Nowa Sztuka Och-Teatru: 'Czułe Słówka’ – Opowieść o Toksycznej Miłości Matki i Córki

Warszawski Och-Teatr zaprasza na najnowszą sztukę, która przedstawia skomplikowane relacje między matką i córką. Przedwcześnie owdowiała, ekscentryczna Aurora i jej córka Emma, która pragnie jak najszybciej się usamodzielnić, są głównymi bohaterkami tej opowieści. Aleksandra Popławska, odgrywająca rolę Aurory, podkreśla, że ich więź jest bliska, ale trudna i często toksyczna. Zdaniem aktorki, podobne relacje można zaobserwować w wielu polskich domach, co sprawia, że sztuka ma głębokie przesłanie i skłania do refleksji nad własnymi rodzinami.

„Czułe Słówka” zostały zainspirowane jednym z najgłośniejszych amerykańskich filmów z lat osiemdziesiątych, jednak teatralna wersja została zmodyfikowana, aby lepiej oddać współczesne realia.

  • W spektaklu gram Aurorę, kobietę poszukującą miłości, która nie może pogodzić się z dorosłością swojej córki, Emma chce wyjść za mąż i zostaje matką, co dla Aurory jest trudnym do zaakceptowania. To wszystko sprawia, że ich relacja jest zarówno zabawna, jak i pełna goryczy – mówi Aleksandra Popławska.

„Czułe Słówka” to opowieść o matce i córce, które nieustannie się kłócą, ale nie mogą bez siebie żyć. Popławska zauważa, że związek tych dwóch kobiet jest toksyczny, co stanowi studium nadmiernej zależności. Mężczyźni pojawiają się w ich życiu, ale prawdziwym wyzwaniem jest ich wzajemna relacja.

Aktorka podkreśla, że nadopiekuńczość rodziców, nie dających swoim dzieciom samodzielności, może być formą przemocy psychicznej. Sztuka ma skłonić widzów do przemyśleń nad własnymi relacjami rodzinnymi.

„Czułe Słówka” bazują na kinowym hicie z lat osiemdziesiątych, który zdobył pięć Oscarów. Popławska przyznaje, że sięganie po klasykę jest ryzykowne, ale twórcy teatralnej wersji znaleźli sposób na odświeżenie tej historii.

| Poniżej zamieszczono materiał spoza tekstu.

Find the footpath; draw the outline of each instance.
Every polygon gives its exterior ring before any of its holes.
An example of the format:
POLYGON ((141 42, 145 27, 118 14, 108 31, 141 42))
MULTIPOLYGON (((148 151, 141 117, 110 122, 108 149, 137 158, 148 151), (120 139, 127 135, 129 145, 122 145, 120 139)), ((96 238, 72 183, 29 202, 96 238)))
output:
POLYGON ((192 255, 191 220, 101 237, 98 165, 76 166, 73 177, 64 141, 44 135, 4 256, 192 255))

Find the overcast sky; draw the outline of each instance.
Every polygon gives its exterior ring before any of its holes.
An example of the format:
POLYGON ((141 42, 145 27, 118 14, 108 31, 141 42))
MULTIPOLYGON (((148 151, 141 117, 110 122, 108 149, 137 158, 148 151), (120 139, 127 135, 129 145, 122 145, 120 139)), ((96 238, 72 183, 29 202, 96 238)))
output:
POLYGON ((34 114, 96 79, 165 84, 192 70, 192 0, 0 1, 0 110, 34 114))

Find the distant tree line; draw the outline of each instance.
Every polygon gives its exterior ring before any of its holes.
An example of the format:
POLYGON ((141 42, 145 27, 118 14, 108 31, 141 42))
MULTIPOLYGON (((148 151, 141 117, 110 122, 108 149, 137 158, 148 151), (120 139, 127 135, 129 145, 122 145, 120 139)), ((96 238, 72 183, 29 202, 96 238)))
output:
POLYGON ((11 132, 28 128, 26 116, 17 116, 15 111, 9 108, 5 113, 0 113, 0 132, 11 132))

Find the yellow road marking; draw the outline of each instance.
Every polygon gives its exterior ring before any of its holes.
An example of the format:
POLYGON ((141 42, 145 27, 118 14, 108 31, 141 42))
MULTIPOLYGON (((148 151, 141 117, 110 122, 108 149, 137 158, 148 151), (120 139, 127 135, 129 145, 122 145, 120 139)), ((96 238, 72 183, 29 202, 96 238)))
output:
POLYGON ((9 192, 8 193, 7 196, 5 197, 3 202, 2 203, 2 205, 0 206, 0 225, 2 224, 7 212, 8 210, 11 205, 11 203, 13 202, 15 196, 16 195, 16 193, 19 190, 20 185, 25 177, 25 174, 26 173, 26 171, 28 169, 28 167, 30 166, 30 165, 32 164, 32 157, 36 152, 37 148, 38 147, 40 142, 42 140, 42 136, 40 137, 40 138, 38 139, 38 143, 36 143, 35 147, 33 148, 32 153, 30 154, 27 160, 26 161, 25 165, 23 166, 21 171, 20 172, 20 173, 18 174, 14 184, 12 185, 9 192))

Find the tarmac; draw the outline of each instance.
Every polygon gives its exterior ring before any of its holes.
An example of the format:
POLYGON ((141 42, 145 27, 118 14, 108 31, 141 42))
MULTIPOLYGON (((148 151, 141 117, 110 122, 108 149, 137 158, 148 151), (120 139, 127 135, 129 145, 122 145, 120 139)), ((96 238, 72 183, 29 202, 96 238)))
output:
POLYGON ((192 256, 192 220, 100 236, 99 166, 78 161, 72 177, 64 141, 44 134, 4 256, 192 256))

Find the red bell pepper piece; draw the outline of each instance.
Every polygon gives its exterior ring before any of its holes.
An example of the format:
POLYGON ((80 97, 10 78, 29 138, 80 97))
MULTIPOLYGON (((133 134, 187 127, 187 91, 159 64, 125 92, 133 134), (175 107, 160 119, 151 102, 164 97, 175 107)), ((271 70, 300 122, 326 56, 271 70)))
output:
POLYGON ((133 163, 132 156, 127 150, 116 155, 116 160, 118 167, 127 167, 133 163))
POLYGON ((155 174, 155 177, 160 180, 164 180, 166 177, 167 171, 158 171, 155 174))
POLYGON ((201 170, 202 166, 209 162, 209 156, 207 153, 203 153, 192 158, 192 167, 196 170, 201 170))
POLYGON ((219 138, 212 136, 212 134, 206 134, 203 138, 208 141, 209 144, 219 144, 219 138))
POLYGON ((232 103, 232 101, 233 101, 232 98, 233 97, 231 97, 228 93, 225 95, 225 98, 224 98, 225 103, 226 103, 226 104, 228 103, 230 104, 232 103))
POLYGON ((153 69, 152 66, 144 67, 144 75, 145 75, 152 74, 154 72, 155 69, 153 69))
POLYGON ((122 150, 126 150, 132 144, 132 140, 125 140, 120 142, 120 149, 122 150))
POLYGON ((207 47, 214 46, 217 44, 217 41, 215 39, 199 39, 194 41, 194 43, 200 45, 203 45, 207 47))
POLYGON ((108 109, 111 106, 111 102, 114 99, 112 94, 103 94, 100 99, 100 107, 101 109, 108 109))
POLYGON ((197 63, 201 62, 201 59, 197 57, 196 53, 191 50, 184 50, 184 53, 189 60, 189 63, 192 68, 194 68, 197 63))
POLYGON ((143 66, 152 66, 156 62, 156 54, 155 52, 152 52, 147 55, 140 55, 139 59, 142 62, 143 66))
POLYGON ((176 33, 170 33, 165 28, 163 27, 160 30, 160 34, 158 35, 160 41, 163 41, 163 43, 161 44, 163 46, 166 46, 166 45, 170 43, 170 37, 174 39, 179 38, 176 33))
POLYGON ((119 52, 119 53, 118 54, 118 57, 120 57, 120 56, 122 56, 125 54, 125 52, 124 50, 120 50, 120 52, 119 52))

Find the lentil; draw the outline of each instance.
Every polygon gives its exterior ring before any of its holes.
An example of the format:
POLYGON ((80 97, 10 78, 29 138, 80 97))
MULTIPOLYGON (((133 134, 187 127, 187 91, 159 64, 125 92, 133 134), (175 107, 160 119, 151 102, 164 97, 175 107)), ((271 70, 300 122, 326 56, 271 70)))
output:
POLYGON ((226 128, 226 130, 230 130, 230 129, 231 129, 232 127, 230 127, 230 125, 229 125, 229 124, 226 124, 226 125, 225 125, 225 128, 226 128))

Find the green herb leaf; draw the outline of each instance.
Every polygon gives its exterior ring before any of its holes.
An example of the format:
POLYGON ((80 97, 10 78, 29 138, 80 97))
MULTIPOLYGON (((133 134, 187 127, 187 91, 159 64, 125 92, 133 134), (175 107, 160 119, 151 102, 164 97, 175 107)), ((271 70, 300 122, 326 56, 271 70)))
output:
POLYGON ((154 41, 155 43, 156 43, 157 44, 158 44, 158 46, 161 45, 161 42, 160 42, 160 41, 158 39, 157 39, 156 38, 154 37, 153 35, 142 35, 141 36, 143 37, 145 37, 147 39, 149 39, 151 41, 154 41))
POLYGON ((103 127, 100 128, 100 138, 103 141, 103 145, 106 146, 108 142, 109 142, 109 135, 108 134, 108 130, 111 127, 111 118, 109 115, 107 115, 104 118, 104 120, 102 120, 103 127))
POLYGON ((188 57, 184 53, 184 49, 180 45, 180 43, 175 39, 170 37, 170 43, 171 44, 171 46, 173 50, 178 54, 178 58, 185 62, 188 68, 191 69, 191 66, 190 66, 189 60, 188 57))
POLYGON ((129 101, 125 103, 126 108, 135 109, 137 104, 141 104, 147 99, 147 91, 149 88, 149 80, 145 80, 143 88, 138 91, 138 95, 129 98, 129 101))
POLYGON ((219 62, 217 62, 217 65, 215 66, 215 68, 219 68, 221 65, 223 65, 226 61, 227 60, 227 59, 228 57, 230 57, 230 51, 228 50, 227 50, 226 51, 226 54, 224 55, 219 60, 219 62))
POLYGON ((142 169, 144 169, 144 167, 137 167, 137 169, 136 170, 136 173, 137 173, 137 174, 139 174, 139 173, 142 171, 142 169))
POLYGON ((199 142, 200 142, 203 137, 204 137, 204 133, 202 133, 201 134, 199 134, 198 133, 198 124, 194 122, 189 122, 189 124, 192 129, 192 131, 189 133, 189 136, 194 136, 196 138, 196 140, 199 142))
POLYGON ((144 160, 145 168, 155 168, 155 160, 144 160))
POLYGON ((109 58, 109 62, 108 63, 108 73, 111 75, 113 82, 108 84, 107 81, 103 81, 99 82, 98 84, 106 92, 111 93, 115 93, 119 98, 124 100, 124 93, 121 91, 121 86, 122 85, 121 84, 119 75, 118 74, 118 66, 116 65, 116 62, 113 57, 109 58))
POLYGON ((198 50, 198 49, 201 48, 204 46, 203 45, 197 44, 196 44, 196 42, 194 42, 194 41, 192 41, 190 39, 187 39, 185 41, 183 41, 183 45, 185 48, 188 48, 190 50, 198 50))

  • Przedstawiamy tę opowieść w nowym kontekście, nie odnosząc się do konkretnego czasu ani miejsca. Kluczowe pozostają relacje między bohaterami, ukryte pod powierzchnią 'czułych słówek’ – mówi aktorka.

Aleksandra Popławska zna dobrze zarówno książkę Larry’ego McMurtry’ego, jak i filmową adaptację. Obie wersje były inspiracją do stworzenia roli Aurory.

  • Czytałam książkę i oglądałam film. Na potrzeby sceny adaptacja została uproszczona, ale kluczowe wątki zostały zachowane – dodaje.

Spektakl można oglądać w Och-Teatrze. W obsadzie, obok Aleksandry Popławskiej i Elizy Rycembel, znaleźli się także Alicja Czerniewicz, Katarzyna Gniewkowska, Krzysztof Dracz, Sławomir Holland i Karol Lelek.